4.2.5. Keeping CDC Information

The Redshift applier can keep the CDC data, that is, the raw CDC CSV data that is recorded and replicated during the loading process, rather than simply cleaning up the CDC files and deleting them. The CDC data can be useful if you want to be able to monitor data changes over time.

The process works as follows:

  1. Batch applier generates CSV files.

  2. Batch applier loads the CSV data into the staging tables.

  3. Batch applier loads the CSV data into the CDC tables.

  4. Staging data is merged with the base table data.
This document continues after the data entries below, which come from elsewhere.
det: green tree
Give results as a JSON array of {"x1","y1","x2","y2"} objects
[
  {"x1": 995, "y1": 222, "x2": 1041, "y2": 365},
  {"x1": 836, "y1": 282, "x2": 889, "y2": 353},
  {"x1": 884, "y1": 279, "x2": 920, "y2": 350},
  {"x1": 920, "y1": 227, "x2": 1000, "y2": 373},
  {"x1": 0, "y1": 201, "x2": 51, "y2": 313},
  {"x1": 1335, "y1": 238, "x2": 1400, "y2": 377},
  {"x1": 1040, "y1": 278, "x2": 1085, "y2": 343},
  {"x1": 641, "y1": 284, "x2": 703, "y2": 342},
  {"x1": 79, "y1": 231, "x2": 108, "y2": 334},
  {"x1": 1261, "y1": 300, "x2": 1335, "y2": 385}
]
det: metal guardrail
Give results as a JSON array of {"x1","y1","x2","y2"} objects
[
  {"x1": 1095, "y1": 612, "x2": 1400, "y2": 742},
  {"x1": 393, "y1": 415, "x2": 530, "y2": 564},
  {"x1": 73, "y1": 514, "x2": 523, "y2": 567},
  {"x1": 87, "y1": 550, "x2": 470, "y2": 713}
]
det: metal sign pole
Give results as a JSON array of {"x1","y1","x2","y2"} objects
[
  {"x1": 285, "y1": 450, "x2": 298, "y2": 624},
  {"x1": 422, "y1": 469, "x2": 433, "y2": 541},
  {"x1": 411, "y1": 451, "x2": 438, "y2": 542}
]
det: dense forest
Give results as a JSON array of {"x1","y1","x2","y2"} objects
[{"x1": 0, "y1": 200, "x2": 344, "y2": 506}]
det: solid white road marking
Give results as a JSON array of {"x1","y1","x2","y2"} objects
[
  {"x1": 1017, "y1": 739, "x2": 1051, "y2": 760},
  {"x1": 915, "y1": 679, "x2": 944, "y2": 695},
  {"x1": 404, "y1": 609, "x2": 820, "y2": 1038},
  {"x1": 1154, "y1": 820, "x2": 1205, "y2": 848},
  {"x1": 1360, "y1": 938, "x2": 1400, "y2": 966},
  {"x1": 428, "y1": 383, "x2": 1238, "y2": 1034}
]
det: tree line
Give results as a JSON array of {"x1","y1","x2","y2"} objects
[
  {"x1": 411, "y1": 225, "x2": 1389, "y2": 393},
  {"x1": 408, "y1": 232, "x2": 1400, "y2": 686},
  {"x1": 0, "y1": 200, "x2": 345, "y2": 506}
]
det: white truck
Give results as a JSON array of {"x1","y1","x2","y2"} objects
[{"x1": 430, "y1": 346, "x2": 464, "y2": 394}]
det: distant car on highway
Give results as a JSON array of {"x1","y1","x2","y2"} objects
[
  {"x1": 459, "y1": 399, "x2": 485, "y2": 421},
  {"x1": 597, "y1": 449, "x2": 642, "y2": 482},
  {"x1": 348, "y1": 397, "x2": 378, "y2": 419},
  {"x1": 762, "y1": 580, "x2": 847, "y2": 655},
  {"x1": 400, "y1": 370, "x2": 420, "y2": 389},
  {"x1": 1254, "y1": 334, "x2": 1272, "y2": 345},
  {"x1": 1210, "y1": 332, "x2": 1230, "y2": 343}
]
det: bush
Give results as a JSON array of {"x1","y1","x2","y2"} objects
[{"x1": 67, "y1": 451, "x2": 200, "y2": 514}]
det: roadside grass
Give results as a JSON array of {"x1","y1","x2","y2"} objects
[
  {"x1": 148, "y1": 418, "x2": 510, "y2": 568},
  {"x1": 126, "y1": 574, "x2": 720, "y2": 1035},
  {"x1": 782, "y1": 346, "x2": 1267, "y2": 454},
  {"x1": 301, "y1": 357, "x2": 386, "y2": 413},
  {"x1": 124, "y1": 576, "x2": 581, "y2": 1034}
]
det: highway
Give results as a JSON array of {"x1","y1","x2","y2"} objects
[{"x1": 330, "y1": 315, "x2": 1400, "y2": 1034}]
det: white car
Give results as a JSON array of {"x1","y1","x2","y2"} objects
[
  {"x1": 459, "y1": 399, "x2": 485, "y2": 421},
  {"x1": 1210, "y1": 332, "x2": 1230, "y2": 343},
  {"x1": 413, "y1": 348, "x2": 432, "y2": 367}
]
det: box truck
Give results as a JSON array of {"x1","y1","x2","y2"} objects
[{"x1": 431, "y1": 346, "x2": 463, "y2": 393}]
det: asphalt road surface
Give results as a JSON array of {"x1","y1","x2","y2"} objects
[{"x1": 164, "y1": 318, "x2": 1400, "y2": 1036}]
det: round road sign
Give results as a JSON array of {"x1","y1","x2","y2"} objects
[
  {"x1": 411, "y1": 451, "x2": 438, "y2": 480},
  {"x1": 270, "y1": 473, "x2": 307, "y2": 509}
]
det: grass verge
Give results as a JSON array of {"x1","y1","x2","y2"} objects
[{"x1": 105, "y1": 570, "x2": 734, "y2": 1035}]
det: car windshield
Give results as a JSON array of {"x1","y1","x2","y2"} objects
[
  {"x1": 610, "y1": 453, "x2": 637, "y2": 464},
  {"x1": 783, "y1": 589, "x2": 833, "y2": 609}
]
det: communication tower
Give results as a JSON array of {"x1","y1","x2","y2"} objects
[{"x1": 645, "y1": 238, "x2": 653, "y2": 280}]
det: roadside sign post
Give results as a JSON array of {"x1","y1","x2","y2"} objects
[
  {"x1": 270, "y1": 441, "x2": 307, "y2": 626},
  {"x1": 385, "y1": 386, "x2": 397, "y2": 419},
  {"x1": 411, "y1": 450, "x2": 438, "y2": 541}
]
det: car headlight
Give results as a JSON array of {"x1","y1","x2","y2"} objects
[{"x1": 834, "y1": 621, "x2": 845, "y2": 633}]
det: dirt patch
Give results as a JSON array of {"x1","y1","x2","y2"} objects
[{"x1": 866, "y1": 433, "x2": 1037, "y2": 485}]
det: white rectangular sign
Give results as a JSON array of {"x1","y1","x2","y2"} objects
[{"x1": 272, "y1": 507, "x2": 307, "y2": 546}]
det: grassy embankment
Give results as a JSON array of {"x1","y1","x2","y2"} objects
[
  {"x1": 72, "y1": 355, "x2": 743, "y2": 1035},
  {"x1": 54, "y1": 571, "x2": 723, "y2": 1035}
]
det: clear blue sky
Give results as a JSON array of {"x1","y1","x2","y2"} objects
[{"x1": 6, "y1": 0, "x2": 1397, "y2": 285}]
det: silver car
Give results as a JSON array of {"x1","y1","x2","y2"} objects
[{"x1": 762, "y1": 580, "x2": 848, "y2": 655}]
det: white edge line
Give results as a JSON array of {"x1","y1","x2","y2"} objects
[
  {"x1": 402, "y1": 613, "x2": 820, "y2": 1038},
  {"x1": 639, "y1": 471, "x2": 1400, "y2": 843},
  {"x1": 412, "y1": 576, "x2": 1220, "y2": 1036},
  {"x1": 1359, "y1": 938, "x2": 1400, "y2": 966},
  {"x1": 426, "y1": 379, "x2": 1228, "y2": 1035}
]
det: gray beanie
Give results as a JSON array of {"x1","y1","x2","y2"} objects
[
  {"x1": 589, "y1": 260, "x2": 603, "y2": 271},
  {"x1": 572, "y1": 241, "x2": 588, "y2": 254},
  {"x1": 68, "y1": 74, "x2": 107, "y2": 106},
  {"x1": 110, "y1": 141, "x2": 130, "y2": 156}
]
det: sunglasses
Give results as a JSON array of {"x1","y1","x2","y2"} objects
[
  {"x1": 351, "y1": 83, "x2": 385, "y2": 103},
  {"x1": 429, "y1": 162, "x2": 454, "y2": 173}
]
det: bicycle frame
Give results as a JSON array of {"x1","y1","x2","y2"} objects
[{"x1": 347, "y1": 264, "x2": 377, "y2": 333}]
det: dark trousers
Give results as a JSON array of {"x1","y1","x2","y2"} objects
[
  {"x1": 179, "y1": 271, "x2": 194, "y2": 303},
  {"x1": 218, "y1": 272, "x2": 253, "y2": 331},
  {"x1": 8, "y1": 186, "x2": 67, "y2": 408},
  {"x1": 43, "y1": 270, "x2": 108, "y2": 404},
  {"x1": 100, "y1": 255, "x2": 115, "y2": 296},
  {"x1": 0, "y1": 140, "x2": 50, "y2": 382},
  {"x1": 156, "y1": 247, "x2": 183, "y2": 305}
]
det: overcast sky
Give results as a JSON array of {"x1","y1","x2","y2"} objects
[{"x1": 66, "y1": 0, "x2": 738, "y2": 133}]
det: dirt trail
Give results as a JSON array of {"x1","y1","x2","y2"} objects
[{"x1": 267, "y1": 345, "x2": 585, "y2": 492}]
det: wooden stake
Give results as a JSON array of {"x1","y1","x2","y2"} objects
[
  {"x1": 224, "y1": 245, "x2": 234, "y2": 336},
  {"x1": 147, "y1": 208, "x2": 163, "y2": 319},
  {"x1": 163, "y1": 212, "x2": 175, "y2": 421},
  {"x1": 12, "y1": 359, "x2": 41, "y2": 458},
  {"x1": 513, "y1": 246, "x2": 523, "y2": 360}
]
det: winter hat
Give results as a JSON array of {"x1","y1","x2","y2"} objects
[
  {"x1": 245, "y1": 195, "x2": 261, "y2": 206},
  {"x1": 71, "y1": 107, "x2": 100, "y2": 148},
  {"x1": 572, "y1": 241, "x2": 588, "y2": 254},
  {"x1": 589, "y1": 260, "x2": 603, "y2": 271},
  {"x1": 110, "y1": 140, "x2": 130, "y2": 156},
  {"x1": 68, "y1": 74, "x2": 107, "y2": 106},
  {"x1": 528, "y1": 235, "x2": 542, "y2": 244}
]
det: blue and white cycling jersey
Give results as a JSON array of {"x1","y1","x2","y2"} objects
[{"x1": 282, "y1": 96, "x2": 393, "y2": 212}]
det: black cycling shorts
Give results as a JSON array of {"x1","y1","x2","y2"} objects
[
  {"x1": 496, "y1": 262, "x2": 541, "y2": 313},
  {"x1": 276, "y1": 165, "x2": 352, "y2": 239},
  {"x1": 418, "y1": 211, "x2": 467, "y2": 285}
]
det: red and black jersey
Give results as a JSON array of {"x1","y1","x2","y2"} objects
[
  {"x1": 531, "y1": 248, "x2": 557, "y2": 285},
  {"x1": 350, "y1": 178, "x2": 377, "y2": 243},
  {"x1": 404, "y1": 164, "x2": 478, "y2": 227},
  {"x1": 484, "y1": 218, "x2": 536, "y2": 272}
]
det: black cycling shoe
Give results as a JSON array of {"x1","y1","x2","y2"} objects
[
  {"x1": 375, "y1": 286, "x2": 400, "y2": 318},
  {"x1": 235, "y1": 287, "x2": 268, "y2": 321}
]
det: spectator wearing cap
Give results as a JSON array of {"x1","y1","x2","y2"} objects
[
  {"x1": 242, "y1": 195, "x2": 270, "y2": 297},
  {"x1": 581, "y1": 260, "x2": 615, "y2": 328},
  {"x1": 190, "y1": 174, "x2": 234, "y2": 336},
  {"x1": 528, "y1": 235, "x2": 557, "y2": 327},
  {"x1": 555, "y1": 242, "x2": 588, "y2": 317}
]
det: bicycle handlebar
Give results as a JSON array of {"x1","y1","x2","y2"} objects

  5. Staging data is deleted.

Unlike the staging and base table information, the data in the CDC tables is kept forever, without removing any of the processed information. Using this data you can report on change information over time for different data sets, or even recreate datasets at a specific time by using the change information.

To enable this feature:

  1. When creating the DDL for the staging and base tables, also create the table information for the CDC data for each table. The actual format of the information is the same as the staging table data, and can be created using ddlscan:

    shell> ddlscan -service my_red -db test \
        -template ddl-mysql-redshift-staging.vm \
        -opt renameSchema cdc_{schema} -opt renameTable {table}_cdc
  2. In the configuration file, s3-config-svc.json for each service, specify the name of the table to be used when storing the CDC information using the storeCDCIn field. This should specify the table template to be used, with the schema and table name being automatically replaced by the load script. The structure should match the structure used by ddlscan to define the CDC tables:

    {
      "awsS3Path" : "s3://your-bucket-for-redshift/redshift-test",
      "awsAccessKey" : "access-key-id",
      "awsSecretKey" : "secret-access-key",
      "storeCDCIn" : "cdc_{schema}.{table}_cdc"
    }
  3. Restart the replicator using replicator restart to update the configuration.